Também é necessário mencionar que a doença celíaca deve ser investigada nos pacientes que apresentam as seguintes doenças, que constituem nas doenças associadas à doença celíaca: qualquer tipo de doença auto-imune, como diabetes mellitus insulino dependente, tireoidite auto-imune, alopecia areata, deficiência seletiva de IgA, síndrome de Sjögren, colestase auto-imune, miocardite auto-imune; síndrome de Down; síndrome de Turner; síndrome de Williams. 

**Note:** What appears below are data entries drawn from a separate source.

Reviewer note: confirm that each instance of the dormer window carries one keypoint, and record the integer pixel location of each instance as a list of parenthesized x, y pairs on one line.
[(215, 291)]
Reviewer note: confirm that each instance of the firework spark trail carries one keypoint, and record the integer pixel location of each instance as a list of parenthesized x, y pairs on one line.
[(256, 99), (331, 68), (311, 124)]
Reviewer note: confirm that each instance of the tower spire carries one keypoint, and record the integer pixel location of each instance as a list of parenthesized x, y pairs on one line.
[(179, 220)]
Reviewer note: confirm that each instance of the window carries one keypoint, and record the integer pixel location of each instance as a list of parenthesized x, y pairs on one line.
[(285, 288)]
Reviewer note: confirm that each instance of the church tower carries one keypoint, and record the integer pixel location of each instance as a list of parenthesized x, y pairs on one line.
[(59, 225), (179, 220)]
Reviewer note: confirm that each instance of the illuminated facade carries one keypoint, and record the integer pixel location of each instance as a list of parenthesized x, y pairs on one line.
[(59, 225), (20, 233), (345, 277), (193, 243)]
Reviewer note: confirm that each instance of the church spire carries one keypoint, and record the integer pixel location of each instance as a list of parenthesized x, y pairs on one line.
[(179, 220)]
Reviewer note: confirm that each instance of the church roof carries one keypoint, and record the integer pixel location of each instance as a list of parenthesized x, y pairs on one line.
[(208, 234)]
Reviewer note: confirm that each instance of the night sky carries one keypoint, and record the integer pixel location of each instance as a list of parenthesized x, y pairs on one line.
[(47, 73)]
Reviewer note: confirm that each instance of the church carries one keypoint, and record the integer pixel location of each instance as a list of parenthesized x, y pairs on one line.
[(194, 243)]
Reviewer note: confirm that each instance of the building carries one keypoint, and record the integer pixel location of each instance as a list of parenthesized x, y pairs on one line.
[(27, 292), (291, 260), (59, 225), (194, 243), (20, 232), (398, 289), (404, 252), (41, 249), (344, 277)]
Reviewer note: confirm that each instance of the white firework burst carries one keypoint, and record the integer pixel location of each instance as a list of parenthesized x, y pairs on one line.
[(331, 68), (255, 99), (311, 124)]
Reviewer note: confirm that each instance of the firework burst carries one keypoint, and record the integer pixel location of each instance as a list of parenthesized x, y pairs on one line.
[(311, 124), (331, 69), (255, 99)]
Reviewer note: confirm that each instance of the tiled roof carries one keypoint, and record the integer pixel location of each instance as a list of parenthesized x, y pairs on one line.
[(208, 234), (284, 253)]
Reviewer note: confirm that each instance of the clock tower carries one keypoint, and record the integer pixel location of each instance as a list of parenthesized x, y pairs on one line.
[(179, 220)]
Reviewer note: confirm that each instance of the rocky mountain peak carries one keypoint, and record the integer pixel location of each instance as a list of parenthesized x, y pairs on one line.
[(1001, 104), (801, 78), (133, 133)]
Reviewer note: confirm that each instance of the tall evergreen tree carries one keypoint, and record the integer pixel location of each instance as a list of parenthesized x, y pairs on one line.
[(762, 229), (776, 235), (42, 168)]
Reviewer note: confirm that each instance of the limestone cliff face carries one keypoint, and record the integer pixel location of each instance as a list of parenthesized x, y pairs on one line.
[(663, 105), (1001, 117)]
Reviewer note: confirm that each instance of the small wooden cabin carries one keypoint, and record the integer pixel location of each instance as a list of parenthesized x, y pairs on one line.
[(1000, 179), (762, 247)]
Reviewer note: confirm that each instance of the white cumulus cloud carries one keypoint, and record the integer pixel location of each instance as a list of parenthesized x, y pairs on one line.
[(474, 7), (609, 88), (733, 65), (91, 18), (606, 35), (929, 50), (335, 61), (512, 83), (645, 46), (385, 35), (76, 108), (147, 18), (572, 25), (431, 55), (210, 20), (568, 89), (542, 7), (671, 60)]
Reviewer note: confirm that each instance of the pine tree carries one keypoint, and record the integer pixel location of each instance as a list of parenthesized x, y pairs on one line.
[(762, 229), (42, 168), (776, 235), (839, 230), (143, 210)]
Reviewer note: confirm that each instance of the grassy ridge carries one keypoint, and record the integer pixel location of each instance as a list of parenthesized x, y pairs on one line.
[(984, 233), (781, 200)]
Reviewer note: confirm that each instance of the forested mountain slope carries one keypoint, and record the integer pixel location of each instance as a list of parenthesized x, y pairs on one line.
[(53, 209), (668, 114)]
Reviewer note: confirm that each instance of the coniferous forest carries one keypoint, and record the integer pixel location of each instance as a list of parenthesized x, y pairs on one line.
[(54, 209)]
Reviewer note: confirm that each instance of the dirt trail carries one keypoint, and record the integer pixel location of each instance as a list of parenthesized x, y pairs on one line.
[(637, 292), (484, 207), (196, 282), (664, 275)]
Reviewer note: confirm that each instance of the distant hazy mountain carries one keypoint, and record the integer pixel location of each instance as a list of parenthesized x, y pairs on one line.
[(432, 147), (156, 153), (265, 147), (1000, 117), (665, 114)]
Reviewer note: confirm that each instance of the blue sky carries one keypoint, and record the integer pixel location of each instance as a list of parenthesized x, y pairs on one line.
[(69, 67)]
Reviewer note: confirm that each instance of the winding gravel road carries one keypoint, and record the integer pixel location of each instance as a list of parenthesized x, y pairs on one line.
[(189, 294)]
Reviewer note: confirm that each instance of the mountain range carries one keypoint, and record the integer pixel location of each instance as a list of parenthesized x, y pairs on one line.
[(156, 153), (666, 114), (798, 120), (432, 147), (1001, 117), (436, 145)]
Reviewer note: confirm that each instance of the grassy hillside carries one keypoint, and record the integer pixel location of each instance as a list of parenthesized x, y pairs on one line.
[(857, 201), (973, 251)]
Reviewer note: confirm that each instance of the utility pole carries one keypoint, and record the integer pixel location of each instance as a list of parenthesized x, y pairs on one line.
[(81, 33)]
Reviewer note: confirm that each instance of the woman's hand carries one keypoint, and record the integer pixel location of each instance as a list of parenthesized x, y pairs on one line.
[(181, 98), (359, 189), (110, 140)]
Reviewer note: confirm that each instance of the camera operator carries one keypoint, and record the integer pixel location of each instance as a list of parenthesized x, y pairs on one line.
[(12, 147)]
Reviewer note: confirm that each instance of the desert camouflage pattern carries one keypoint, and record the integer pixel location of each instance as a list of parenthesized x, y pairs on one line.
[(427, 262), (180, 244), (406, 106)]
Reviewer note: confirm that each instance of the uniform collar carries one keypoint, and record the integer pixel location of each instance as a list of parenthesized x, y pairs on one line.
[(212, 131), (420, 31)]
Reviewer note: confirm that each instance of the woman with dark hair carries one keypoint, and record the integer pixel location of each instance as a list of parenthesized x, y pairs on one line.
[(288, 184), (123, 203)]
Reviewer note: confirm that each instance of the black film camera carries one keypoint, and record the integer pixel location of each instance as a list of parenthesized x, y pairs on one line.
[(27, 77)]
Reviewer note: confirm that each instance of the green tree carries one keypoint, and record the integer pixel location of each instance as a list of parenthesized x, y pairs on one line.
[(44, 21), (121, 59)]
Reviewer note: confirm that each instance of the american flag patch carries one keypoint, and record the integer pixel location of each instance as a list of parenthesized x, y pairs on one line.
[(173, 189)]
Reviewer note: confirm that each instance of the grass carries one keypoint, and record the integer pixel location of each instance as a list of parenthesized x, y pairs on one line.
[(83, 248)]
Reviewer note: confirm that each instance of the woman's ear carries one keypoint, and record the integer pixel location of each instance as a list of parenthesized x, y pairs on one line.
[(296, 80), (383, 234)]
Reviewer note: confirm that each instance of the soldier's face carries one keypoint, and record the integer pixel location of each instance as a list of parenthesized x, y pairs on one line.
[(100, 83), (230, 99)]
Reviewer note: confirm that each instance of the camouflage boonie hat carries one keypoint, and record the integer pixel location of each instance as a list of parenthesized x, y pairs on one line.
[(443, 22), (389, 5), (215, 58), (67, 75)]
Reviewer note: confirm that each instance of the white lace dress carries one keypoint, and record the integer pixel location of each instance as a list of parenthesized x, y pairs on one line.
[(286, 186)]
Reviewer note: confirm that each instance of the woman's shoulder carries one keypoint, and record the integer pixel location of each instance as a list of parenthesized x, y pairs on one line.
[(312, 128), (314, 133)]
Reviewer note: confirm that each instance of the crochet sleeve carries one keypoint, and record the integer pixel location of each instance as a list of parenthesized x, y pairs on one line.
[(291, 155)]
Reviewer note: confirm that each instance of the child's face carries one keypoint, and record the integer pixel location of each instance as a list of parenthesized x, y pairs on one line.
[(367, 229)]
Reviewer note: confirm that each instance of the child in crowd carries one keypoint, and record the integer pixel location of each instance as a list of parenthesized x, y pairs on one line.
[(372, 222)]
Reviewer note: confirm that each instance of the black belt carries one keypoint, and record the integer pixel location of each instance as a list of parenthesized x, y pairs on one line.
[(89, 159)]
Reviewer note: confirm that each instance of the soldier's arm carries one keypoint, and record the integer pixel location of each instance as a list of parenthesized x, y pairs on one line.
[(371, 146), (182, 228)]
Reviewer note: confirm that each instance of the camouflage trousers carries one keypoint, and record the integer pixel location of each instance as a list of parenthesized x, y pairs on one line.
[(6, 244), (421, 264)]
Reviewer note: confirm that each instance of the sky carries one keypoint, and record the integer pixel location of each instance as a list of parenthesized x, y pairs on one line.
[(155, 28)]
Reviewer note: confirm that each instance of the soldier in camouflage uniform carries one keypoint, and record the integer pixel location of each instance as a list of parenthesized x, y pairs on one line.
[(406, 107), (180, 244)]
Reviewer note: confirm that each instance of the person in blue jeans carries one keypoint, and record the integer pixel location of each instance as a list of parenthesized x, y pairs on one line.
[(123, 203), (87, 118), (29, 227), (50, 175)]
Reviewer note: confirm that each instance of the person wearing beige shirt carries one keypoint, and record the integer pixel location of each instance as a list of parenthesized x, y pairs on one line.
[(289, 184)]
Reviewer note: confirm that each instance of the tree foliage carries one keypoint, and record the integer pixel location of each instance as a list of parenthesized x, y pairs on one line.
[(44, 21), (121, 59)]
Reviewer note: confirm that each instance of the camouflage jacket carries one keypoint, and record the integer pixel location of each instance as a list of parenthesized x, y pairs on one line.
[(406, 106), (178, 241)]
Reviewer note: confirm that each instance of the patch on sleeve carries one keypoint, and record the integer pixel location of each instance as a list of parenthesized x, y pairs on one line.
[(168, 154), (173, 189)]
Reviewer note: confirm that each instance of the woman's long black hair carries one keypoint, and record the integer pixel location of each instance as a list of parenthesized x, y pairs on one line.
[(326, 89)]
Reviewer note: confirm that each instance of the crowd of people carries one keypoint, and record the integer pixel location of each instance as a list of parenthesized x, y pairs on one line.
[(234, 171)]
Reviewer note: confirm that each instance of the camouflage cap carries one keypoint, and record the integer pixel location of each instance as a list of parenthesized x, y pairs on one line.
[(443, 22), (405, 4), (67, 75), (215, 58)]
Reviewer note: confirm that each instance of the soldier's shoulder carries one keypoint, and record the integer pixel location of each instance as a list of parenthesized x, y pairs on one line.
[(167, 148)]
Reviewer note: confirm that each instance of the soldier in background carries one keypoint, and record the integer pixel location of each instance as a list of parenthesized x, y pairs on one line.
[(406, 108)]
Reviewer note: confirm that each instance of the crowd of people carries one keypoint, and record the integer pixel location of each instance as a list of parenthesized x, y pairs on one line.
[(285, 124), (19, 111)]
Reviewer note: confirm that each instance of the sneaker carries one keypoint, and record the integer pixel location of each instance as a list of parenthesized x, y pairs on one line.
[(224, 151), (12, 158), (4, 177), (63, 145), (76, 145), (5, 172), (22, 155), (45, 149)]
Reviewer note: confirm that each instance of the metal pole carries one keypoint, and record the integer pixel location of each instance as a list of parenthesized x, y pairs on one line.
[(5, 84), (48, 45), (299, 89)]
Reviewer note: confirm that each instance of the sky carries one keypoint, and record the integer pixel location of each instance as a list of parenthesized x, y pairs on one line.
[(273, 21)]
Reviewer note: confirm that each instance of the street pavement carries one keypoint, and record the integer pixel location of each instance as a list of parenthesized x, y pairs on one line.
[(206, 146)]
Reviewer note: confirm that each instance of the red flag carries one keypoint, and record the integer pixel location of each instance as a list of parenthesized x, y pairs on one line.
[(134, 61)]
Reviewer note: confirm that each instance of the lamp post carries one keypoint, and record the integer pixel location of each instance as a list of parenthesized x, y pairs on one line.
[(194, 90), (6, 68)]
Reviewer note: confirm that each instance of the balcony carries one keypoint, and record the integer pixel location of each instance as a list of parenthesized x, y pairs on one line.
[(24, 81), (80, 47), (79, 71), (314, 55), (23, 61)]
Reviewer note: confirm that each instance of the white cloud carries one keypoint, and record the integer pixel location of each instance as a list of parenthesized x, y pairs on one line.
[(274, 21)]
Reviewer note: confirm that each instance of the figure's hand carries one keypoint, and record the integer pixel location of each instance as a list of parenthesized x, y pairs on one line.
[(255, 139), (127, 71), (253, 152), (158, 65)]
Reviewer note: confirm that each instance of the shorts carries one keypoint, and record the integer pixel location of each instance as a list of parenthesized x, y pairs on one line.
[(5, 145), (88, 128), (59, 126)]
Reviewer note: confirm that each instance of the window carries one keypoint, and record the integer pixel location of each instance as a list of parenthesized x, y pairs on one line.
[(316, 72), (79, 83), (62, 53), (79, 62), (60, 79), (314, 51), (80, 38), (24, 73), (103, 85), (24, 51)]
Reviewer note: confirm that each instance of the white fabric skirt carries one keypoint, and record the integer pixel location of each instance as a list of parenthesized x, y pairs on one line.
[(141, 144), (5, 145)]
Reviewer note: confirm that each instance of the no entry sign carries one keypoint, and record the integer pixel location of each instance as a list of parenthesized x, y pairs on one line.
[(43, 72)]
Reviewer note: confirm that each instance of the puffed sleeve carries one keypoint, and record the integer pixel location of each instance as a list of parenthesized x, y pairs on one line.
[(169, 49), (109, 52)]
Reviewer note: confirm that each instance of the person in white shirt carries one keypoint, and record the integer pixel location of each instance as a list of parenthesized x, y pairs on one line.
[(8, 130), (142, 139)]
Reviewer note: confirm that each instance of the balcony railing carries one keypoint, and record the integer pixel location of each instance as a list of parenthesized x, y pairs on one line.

Outro grupo de risco para doença celíaca é o de familiares de primeiro grau que sempre devem ser investigados. Lembrar que quando a investigação desses grupos de risco resultar negativa para a doença celíaca não significa que esse resultado vale para toda a vida, uma vez que é possível que a doença celíaca se manifeste em algum outro momento da vida dessas pessoas dos grupos de risco.

É extremamente importante mencionar que a instituição do tratamento da doença celíaca deve ser iniciada somente quando houver a confirmação diagnóstica com emprego dos marcadores sorológicos para a doença celíaca e após a realização da biopsia de intestino delgado. Esta última, até agora, em qualquer local do mundo, é imprescindível para o diagnóstico dessa doença. 

Portanto, não se deve a partir de qualquer quadro clínico sugestivo para essa doença instituir a dita "prova terapêutica", isto é, retirar o glúten da dieta. Deve-se lembrar que o tratamento que se caracteriza pela dieta totalmente sem glúten deve ser realizado durante toda a vida e, portanto, o diagnóstico deve ser preciso. 

O protocolo para doença celíaca será instituído em breve pelo Ministério da Saúde do Brasil com a finalidade de padronizar, especialmente, os critérios diagnósticos dessa doença, e consequentemente a difusão do conhecimento dessa doença, que possivelmente vai contribuir com maior número de diagnóstico correto da doença celíaca.